- Yusafpur Darewal Location in Punjab, India Yusafpur Darewal Yusafpur Darewal (India)
- Coordinates: 31°08′42″N 75°04′55″E﻿ / ﻿31.145023°N 75.0820502°E
- Country: India
- State: Punjab
- District: Jalandhar
- Tehsil: Nakodar

Government
- • Type: Panchayat raj
- • Body: Gram panchayat
- Elevation: 240 m (790 ft)

Population (2011)
- • Total: 1,349
- Sex ratio 730/619 ♂/♀

Languages
- • Official: Punjabi
- Time zone: UTC+5:30 (IST)
- ISO 3166 code: IN-PB
- Vehicle registration: PB- 08
- Website: jalandhar.nic.in

= Yusafpur Darewal =

Yusafpur Darewal is a village in Nakodar in Jalandhar district of Punjab State, India. It is located 32 km from Nakodar, 40 km from Kapurthala, 54 km from district headquarter Jalandhar and 195 km from state capital Chandigarh. The village is administrated by Sarpanch an elected representative of the village.

== Demography ==
As of 2011, The village has a total number of 244 houses and population of 1349 of which include 730 are males while 619 are females according to the report published by Census India in 2011. Literacy rate of the village is 63.26%, lower than state average of 80.36%. The population of children under the age of 6 years is 127 which is 9.41% of total population of the village, and child sex ratio is approximately 568 lower than the state average of 846.

Most of the people are from Schedule Caste which constiTalwandi Sanghraes 29.58% of total population in the village. The town does not have any Schedule Tribe population so far.

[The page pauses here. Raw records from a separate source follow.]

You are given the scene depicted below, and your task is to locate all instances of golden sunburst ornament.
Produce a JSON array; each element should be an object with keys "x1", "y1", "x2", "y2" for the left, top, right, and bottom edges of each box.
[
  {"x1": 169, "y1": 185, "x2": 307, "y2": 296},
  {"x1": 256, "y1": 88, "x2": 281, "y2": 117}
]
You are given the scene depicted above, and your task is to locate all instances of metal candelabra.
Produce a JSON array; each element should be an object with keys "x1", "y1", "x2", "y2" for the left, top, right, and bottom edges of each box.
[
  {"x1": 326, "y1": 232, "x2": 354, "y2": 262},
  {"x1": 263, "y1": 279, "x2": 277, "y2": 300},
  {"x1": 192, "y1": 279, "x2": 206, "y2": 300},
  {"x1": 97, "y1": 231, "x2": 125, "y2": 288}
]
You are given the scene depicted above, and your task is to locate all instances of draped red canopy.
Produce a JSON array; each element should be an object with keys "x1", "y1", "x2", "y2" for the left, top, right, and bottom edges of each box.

As per census 2011, 527 people were engaged in work activities out of the total population of the village which includes 429 males and 98 females. According to census survey report 2011, 95.26% workers describe their work as main work and 4.74% workers are involved in marginal activity providing livelihood for less than 6 months.

== Transport ==
Nakodar railway station is the nearest train station. The village is 102 km away from domestic airport in Ludhiana and the nearest international airport is located in Chandigarh also Sri Guru Ram Dass Jee International Airport is the second nearest airport which is 95 km away in Amritsar.